Samuel Beckett - Letters

Alexander Haydon
London

3.2.82                                                                                       [Paris]

     It is not stated why Clov cannot sit.
     It cannot be because he cannot bend his knees.  He could sit with outstretched legs.  In squatting there is no seat.
     Contact with a seat would therefore seem to be the problem.*
     The sea-captain in Knut Hamsun's Hunger arrives standing in a taxi.  His trouble severe chronic piles might also do the trick.**
     To mention but them.
     Pick your fancy...

APCS; 1 leaf, 1 side; with envelope; reproduced here as transcribed in previous publication: Item #49, p.20, Catalogue five, Manuscripts Michael Silverman, London 1991: UoR, MS 3954.

     *.  Alexander Haydon (b. 1963) would sell the present postcard at Christie's in 1991.  He later explained:

     In Feb 1982, I was an eighteen-year old student & had been studying Beckett for the entrance   
     exam to Oxford University [...] It was while studying him that an apparent discrepancy in
     Endgame occurred to me: how could Clov squat, if he couldn't sit?  So I simply wrote to him
     care of Faber & Faber and asked the question.  I had never met him, but had read (in Deirdre
     Bair's biography) that he endeavored to answer all letters that didn't ask "but what does that
     mean"?
             (Haydon to the editors, 17 January 1992.)

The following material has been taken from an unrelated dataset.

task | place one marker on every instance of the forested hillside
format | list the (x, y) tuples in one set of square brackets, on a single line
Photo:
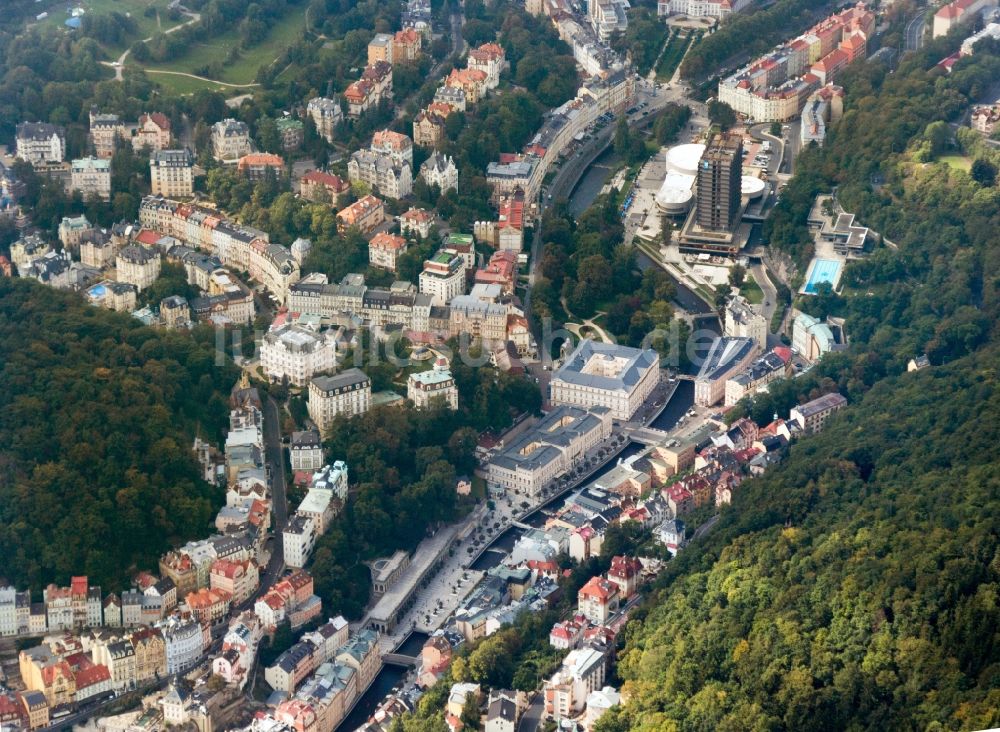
[(97, 414), (856, 585)]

     **.  It is not in Knut Hamsun's Hunger but in his 1936 Ringen sluttet (The Ring is Closed) that there appears a ship's officer who is unable to sit down.  "I can't sit and I can't lie down, all I can do is stand," he announces -- "I'll stand till I drop."  When he leaves his ship, he does indeed do so by taxi: "Unable to sit, he knelt inside the cab.  That was how Gregersen the Mate left the Sparrow, and he never came back."  (Hamsun, The Ring is Closed, tr. Robert Ferguson [London: Souvenir Press, 2010] 256, 257.)